I always called the poem "The Dance of the Sweet Potato."
It is a narrative, but written with a lot of repeated lines
because Lindsay expected it to be chanted or sung (source: Wikipedia.org).
Here's the story:
The setting is a dark cellar in the winter; the narrator is a cricket.
The potatoes are animated, with burnt match sticks for arms and legs. 
In the poem, they dance at a huge dinner party in honor of a beautiful Irish lady 
"whose wings were pearly white."
The poet describes her as "witty" and "saucy." 
Obviously, she was very charming 
and must have beguiled those starchy potatoes imprisoned in their dark winter crib.
 Lindsay says she is the fairy that gives potatoes their eyes, 
but the lady herself  has eyes for only one potato--and he's not Irish.

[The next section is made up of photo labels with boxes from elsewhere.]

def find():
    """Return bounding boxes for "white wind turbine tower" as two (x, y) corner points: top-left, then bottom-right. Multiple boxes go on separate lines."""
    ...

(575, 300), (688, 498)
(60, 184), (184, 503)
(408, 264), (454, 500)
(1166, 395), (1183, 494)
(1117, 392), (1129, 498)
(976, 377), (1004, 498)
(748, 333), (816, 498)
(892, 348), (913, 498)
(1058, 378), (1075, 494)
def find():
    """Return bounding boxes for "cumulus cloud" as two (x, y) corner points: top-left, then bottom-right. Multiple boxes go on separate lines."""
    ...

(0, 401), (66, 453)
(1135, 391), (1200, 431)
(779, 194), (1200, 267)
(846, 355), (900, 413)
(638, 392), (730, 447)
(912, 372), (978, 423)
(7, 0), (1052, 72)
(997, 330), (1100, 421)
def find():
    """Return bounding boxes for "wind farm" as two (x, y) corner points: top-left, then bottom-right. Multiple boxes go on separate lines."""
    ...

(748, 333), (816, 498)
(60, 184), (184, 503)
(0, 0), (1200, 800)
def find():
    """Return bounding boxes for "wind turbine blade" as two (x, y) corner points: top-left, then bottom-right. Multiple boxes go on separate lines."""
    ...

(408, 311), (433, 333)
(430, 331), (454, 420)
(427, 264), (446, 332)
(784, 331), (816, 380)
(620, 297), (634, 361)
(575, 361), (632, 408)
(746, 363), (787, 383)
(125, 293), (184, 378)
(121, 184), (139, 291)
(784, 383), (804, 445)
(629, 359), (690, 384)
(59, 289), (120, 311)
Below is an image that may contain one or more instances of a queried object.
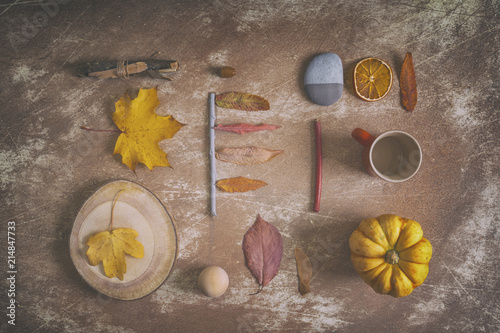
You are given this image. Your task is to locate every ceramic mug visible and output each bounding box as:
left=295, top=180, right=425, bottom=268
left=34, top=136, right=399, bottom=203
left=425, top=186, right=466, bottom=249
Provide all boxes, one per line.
left=351, top=128, right=422, bottom=183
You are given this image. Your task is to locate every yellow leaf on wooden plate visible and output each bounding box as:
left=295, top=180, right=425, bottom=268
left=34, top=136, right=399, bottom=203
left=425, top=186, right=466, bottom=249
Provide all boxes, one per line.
left=87, top=228, right=144, bottom=280
left=113, top=87, right=184, bottom=171
left=217, top=177, right=267, bottom=193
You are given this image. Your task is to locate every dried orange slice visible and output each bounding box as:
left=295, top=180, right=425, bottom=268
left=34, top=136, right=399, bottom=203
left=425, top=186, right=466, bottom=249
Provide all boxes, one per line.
left=354, top=58, right=392, bottom=102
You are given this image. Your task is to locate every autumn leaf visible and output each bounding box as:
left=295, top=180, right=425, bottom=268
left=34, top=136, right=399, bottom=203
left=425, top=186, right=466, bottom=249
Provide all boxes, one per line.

Yes, in the cellar it is one sweet potato alone who captivates the lady,
so much so that she dances with him all night,
much to the annoyance of the Irish potatoes.
At dawn, she flies away and the potatoes
toss the sweet potato into the coal bin
"and there he is today, where they cannot hear his sighs."

That's how the poem ends, and reading it now, I feel keenly its uneasy denouement.
But I like to think someone did rescue that sweet potato 
--probably around Thanksgiving,
maybe by inviting him to a big turkey dinner.